A ação consistia numa desospitalização com fechamento gradativo dos hospitais psiquiátricos e a construção de serviços alternativos nos municípios e regiões. Entretanto, foi somente após dez anos que a Lei nº 10.216 proposta pelo Deputado Paulo Delgado foi sancionada pelo Presidente da República em 06 de abril de 2001. Essa lei dispõe sobre a proteção e os direitos dos portadores de doença mental, redireciona o modelo assistencial em saúde mental não centrado no hospital psiquiátrico e também não permite a construção de novos hospitais. Para tanto, propunha a extinção progressiva dos manicômios e sua substituição por instituições abertas, tais como: Unidades de Saúde Mental em Hospital Geral, Emergência Psiquiátrica em Pronto-Socorro Geral, Unidade de Atenção Intensiva em Saúde Mental em regime de Hospital-Dia, Centro de Atenção Psicossocial (CAPS), Núcleos de Atenção Psicossociais (NAPS) que funcionariam por vinte e quatro horas, pensões protegidas, lares abrigados, centros de convivência, cooperativas de trabalho e outros serviços que preservem a integridade do cidadão.

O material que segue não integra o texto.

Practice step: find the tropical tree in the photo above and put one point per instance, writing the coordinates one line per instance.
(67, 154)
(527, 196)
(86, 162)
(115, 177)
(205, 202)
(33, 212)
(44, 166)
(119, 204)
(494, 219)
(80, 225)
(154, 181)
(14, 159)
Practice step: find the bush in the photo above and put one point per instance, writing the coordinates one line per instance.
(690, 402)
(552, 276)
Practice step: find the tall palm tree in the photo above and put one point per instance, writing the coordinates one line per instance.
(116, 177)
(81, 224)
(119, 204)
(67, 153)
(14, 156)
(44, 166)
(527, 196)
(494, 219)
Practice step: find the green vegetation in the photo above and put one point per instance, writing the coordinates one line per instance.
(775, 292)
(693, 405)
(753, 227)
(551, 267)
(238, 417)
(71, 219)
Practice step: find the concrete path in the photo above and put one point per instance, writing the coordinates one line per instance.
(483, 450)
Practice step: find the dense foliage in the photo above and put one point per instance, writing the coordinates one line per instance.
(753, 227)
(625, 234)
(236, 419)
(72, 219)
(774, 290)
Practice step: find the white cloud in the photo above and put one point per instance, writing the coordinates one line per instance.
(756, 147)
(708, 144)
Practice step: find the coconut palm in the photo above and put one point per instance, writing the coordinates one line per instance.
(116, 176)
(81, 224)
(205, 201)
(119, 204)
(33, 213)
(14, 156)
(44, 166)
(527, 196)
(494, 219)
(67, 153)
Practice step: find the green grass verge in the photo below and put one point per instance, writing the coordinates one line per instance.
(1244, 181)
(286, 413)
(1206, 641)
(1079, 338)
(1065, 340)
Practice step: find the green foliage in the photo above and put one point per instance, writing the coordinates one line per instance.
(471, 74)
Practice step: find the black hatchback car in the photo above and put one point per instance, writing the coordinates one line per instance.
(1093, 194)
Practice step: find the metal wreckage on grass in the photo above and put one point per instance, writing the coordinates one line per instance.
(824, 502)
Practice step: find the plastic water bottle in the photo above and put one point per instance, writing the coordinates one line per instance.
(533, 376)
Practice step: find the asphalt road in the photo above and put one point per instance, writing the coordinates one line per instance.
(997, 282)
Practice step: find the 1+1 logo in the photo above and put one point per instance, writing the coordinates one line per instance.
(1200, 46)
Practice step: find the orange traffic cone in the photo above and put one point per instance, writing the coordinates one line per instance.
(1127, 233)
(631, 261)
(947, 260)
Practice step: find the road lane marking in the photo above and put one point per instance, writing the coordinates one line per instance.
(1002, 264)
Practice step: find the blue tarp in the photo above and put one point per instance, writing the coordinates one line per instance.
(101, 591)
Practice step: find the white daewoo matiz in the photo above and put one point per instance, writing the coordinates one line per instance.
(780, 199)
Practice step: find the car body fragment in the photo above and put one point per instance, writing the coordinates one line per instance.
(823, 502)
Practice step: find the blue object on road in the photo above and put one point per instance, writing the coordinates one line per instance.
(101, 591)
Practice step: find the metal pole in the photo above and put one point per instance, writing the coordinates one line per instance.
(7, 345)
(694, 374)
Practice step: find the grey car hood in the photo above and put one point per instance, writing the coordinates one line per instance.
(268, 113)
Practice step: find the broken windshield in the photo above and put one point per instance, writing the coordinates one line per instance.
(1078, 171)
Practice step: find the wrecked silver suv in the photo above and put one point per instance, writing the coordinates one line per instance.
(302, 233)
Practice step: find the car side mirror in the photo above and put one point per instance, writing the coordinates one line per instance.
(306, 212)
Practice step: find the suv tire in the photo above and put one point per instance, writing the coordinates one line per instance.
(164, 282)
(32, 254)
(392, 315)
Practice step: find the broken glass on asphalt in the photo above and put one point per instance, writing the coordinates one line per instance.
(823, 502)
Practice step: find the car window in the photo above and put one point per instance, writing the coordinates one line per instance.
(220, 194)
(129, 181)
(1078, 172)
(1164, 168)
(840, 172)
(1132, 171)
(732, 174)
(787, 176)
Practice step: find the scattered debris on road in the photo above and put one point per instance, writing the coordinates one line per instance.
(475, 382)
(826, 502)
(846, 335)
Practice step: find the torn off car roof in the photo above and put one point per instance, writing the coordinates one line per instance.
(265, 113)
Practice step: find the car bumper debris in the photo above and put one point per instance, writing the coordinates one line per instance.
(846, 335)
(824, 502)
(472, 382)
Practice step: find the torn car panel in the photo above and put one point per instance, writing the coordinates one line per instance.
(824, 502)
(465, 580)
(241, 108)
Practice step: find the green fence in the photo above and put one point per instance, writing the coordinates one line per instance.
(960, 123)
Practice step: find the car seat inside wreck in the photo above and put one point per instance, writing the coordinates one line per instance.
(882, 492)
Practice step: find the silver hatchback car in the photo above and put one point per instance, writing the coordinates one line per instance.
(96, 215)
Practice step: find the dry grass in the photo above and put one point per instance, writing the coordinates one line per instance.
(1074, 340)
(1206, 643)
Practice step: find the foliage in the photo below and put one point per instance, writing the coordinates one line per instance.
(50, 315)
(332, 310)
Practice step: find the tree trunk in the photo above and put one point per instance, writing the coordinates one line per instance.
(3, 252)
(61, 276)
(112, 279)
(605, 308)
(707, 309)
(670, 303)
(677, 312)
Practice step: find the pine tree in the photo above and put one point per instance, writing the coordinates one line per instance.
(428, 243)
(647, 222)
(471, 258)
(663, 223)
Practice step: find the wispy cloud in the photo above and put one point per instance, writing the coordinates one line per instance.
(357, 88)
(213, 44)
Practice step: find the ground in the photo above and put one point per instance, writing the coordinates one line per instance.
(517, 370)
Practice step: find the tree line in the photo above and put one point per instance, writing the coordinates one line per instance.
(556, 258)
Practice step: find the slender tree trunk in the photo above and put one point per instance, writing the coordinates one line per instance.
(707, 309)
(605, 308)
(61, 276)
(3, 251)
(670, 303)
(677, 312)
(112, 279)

E, assim, surgem os CAPS que, como o nosso, atende essa demanda que surgiu após a desospitalização, trazendo melhorias psíquicas, cognitivas, sociais, laborais e humanas para esse pacientes, que antes eram os excluídos, marginalizados. Os progressos que acompanhamos diariamente são excepcionais, benefícios esses que nunca poderão ser atingidos somente com medicação ou hospitalização.